Launched in February, the Nevada County Habitat for Humanity HomeBuilder Faith Community program is an inter-faith means of helping to solve Nevada County’s affordable housing crisis. The program builds upon the rich faith tradition that led Millard Fuller to found Habitat for Humanity in 1976.
Fuller built the organization upon the “Theology of the Hammer”. This action-oriented concept is “designed to bring a wide diversity of people, churches and other organizations together to build houses and establish viable and dynamic communities. It is acknowledging that differences of opinion exist on numerous subjects – political, philosophical and theological – but that we can find common ground in using a hammer as an instrument to manifest God’s love. “
Ultimately, the Theology of the Hammer proposes that we can agree on building and renovating simple, decent houses with and for God’s people in need using biblical economics (no profit, no interest, using what resources are available to house those with less means).
To become designated as a HomeBuilder, a faith community agrees to: 1) designate a representative to serve on the Faith Community committee; 2) Allow an NCHFH representative to speak to their congregation, presenting the HFH mission and providing a report on current activities and future vision; 3) Commit to praying for the NCHFH mission, families, volunteers and staff; and, 4) Make a financial commitment to NCHFH (there are a number of ways to accomplish this).
In return, NCHFH will provide the faith community with public recognition of their commitment as a HomeBuilder Faith Community on the NCHFH website, at ReStore and in other ways throughout the year. As a member of the Faith Community committee, representatives will help shape and direct the way local faith communities can take a more active role in helping to create permanent homes for deserving local low-income families.
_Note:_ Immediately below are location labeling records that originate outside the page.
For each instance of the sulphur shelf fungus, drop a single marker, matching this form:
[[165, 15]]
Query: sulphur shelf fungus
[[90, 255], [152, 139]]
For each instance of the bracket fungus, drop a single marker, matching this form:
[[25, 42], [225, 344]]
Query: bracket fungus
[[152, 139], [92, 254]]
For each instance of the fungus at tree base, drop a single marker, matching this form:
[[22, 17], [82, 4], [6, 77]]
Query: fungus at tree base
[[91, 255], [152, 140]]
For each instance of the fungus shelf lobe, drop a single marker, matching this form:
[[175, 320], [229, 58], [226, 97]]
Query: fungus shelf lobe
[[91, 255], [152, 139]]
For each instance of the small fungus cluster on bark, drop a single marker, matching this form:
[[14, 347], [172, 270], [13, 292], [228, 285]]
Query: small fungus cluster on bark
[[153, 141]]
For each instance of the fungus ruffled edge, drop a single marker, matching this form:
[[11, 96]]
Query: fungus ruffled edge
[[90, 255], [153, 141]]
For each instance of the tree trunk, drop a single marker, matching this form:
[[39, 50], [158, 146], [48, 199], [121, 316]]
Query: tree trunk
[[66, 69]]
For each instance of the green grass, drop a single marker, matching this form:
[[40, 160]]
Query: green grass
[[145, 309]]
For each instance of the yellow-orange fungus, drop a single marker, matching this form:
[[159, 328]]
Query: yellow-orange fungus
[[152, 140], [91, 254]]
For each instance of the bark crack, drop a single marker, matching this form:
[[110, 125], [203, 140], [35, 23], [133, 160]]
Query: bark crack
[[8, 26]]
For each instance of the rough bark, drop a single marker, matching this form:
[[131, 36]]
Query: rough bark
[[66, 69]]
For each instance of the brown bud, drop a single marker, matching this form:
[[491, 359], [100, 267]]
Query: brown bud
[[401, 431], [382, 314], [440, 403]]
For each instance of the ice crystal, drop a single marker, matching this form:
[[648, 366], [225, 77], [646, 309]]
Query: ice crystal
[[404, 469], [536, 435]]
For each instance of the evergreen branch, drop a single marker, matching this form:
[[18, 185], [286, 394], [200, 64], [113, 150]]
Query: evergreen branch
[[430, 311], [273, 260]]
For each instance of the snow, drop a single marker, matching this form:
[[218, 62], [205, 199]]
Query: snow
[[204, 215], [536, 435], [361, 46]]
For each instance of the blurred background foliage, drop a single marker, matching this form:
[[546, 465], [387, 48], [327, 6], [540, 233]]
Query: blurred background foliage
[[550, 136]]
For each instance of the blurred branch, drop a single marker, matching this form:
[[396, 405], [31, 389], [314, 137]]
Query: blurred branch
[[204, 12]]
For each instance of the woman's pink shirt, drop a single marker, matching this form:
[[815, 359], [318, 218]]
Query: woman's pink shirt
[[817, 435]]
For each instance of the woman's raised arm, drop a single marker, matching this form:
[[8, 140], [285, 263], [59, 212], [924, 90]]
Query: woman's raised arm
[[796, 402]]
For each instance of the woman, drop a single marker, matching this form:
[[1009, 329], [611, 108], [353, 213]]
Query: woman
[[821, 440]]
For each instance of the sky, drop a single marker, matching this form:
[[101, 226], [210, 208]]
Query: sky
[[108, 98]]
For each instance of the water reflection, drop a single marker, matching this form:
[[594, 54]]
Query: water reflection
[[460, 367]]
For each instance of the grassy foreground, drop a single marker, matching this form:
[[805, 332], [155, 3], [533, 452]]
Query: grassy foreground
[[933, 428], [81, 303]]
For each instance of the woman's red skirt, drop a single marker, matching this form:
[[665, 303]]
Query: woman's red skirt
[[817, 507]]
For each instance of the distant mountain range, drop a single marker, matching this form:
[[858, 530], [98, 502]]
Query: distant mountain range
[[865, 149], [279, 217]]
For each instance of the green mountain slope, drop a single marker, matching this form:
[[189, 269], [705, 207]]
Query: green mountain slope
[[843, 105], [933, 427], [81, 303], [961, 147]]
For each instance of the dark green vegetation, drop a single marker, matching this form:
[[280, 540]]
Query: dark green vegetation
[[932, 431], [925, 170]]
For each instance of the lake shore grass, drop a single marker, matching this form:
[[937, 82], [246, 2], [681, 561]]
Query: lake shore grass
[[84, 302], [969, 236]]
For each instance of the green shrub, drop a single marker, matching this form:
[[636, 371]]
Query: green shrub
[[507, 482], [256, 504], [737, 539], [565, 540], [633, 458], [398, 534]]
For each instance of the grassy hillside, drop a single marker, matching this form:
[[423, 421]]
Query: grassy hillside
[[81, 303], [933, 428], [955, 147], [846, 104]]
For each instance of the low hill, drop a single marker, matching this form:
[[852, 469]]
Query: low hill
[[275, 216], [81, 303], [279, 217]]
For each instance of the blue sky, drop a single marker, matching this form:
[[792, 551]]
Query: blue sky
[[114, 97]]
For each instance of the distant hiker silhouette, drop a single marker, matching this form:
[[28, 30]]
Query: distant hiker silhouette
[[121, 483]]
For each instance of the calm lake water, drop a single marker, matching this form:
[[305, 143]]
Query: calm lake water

“We’re building upon the rich spiritual framework of Habitat to provide an opportunity to people from all backgrounds to give expression to their faith,” says Don Lee, a retired Methodist pastor and member of the NCHFH Board of Directors. “Most Habitat affiliates have some type of organized program for faith communities. We wanted to create a meaningful and inclusive way for people of faith to get involved.”
“If you want your people to live love in action to the glory of God,” says Pastor Becky, “Become a HomeBuilder Faith Community.”